Nel 1917, dopo la Rivoluzione russa e la fine dell’impero zarista i nazionalisti ucraini nutrirono speranze di libertà e costituirono la Repubblica popolare ucraina. Fu un’esperienza di breve durata, perché nel 1922, dopo innumerevoli disordini e scontri armati, l’Ucraina fu inglobata nell’URSS, come Repubblica socialista sovietica ucraina. Nonostante la guerra civile e l’instabilità istituzionale, in quel breve periodo ci fu chi riuscì a pianificare azioni di diplomazia culturale. Nel 1919 Symon Petljura, allora guida politica della Repubblica popolare ucraina, affidò a un affermato direttore d’orchestra e di cori, Oleksandr Košyc’, l’incarico di creare un coro che facesse conoscere al mondo l’identità e l’aspirazione alla libertà del popolo ucraino. In pochi mesi si completò la selezione dei coristi e la preparazione di un repertorio che fu presentato per la prima volta all’estero al Teatro Nazionale di Praga, dove riscosse un successo strepitoso. Le repliche, sia a Praga sia in altre città ceche, registrarono il tutto esaurito e ottennero da parte dei critici recensioni entusiastiche. Fu poi la volta di Polonia, Francia, Austria, Svizzera, Belgio, Paesi Bassi, Gran Bretagna, Germania e Stati Uniti. Le esibizioni del Coro a cappella della Repubblica ucraina contribuirono a diffondere all’estero un’immagine inedita dell’Ucraina e della sua lotta per la libertà.
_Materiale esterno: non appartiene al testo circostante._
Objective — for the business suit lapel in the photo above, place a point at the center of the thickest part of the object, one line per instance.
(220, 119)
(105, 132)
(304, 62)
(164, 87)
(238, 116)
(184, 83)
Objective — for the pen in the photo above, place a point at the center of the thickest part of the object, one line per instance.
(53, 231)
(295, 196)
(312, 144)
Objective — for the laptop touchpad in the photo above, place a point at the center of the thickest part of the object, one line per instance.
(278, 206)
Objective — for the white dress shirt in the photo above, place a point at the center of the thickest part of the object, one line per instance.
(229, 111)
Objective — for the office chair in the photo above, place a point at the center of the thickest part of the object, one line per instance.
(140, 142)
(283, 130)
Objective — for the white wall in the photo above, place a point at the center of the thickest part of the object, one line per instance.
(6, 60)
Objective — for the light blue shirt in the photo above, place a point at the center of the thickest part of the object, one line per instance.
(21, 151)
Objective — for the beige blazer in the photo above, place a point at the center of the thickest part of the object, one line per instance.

Sono emblematiche a questo proposito le parole di un critico americano: «Hanno non solo donato al nostro Paese il miglior canto che avessimo mai udito, ma hanno anche inserito l’Ucraina sulla mappa artistica mondiale come nazione innamorata della musica. E tutto ciò quando noi la consideravamo una terra desolata di cosacchi e di agricoltori nomadi» (Clay M. Greene, The San Francisco Journal, 1/02/1924). Mentre il pubblico americano decretava l’inizio della fortuna imperitura di Ščedryk, chi l’aveva composta, Mykola Leontovyč, cadeva vittima della repressione bolscevica, fucilato nel 1921 all’età di quarantatré anni, ignaro del suo successo internazionale.
Dopo l’esecuzione da parte del Coro Artistico Russo (1925), Ščedryk fu considerato spesso all’estero come un canto popolare russo, senza alcuna connessione con la cultura ucraina e con il nome del suo compositore. Lo stesso destino ha subito per lungo tempo la lingua ucraina, vittima di una pianificata degradazione a variante dialettale della lingua russa, nell’ambito della politica sovietica di svilimento delle identità culturali nazionali.